Autonome KI-Agenten übernehmen komplexe Aufgaben – doch wer haftet bei Fehlentscheidungen? Eine neue Studie überträgt Prinzipien aus dem Verkehrsrecht auf KI-Systeme und fordert eine Neusortierung der Verantwortung.
KI-Agenten, die weitgehend selbstständig handeln - war haftet da eigentlich im Schadensfall? Eine aktuelle Analyse des europäischen Technologie-Thinktanks interface (vormals Stiftung Neue Verantwortung) schlägt eine fünfstufige Klassifikation von KI-Agenten vor, um Verantwortlichkeiten juristisch besser zu verorten. Entwickelt wurde das Modell in Kooperation mit dem Ada Lovelace Institute.

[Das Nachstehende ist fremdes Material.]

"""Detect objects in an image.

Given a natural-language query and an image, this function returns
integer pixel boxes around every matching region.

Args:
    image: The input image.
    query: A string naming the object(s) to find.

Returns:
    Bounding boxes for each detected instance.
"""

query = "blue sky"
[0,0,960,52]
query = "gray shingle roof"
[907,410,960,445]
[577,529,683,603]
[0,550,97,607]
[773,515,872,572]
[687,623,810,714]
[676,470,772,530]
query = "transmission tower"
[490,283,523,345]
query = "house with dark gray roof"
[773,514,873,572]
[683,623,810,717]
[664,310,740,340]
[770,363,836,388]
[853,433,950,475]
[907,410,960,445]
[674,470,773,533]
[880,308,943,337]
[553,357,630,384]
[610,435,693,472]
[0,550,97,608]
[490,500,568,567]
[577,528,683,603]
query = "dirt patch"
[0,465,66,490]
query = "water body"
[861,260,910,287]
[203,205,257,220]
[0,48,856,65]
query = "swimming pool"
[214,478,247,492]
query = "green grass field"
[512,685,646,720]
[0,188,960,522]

»2025 ist das Jahr der KI-Agenten«, zitiert die Studie einen OpenAI-Manager – ein Hinweis darauf, dass KI-Systeme nicht mehr nur Fragen beantworten, sondern aktiv in reale Prozesse eingreifen. Beispiele reichen von Terminplanung über Code-Erstellung bis hin zur Steuerung logistischer Abläufe. Doch was passiert, wenn dabei ein Schaden entsteht?

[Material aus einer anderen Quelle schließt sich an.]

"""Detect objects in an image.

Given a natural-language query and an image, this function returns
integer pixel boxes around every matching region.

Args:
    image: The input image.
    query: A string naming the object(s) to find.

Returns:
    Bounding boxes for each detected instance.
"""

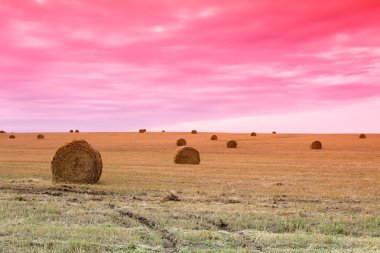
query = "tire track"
[109,204,178,253]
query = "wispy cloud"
[0,0,380,130]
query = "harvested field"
[0,132,380,252]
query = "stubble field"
[0,132,380,252]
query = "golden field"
[0,132,380,252]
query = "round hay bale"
[310,141,322,149]
[177,138,186,146]
[227,140,237,148]
[51,140,103,184]
[174,147,201,164]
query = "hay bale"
[162,191,180,202]
[51,140,103,184]
[177,138,186,146]
[174,147,201,164]
[310,141,322,149]
[227,140,237,148]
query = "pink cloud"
[0,0,380,131]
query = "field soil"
[0,132,380,252]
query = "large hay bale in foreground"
[51,140,103,184]
[177,138,186,146]
[174,147,201,164]
[227,140,237,148]
[310,141,322,149]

Orientierung bietet laut der Studie das britische Verkehrsrecht. Dort regelt der Automated Vehicles Act 2024, dass mit steigendem Autonomiegrad die Haftung schrittweise vom Menschen auf Hersteller und Softwareanbieter übergeht. Dieses Prinzip will das Autorenteam auf KI-Agenten übertragen.
Die vorgeschlagenen fünf Autonomiestufen reichen von einfach assistierenden Systemen (Stufe 1), bei denen Nutzer die Kontrolle behalten, bis hin zu vollständig autonomen Agenten (Stufe 5), die weitgehend unabhängig agieren. Ab Stufe 3 beginnt ein Übergangsbereich, in dem die Verantwortung graduell von den Anwendern zu den Entwicklern wandert.

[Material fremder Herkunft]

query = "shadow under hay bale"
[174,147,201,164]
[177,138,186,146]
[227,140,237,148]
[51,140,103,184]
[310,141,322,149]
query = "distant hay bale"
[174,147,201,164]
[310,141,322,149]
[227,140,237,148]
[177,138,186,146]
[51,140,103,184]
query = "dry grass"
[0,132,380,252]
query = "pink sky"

„Wo die Kontrolle durch den Menschen sinkt, muss die rechtliche Verantwortung entsprechend neu verteilt werden“, so die Autor:innen.
Die Studie sieht in der Klassifikation ein Hilfsmittel für die Zuordnung von Pflichten entlang der KI-Wertschöpfungskette – von der Modellentwicklung bis zur Integration. In der Praxis würden Nutzer, Entwickler, Systemintegratoren und Infrastrukturbetreiber jeweils je nach Autonomiestufe haftungsrechtlich unterschiedlich in die Pflicht genommen.
Zu den empfohlenen Maßnahmen zählen:
Gleichzeitig soll das Modell einen innovationsfreundlichen Rahmen schaffen. Entwicklern biete es die Möglichkeit, gezielt Kontrollmechanismen zu integrieren – etwa Freigabeprozesse, Notabschaltungen oder Nachvollziehbarkeit von Entscheidungen –, um so regulatorischen Anforderungen frühzeitig zu entsprechen.
Die Klassifikation könne, so das Fazit, Gerichten, Regulierungsbehörden und auch Unternehmen helfen, „angemessene Sorgfaltspflichten“ im Sinne des Deliktrechts zu definieren – analog zu bestehenden Standards aus dem Produkthaftungs- oder Verkehrsrecht.
„Rechtliche Unklarheit ist kein Innovationsmotor“, heißt es dazu im Dokument. Vielmehr brauche es vorausschauende Konzepte, um Vertrauen und Rechtssicherheit für alle Beteiligten zu schaffen.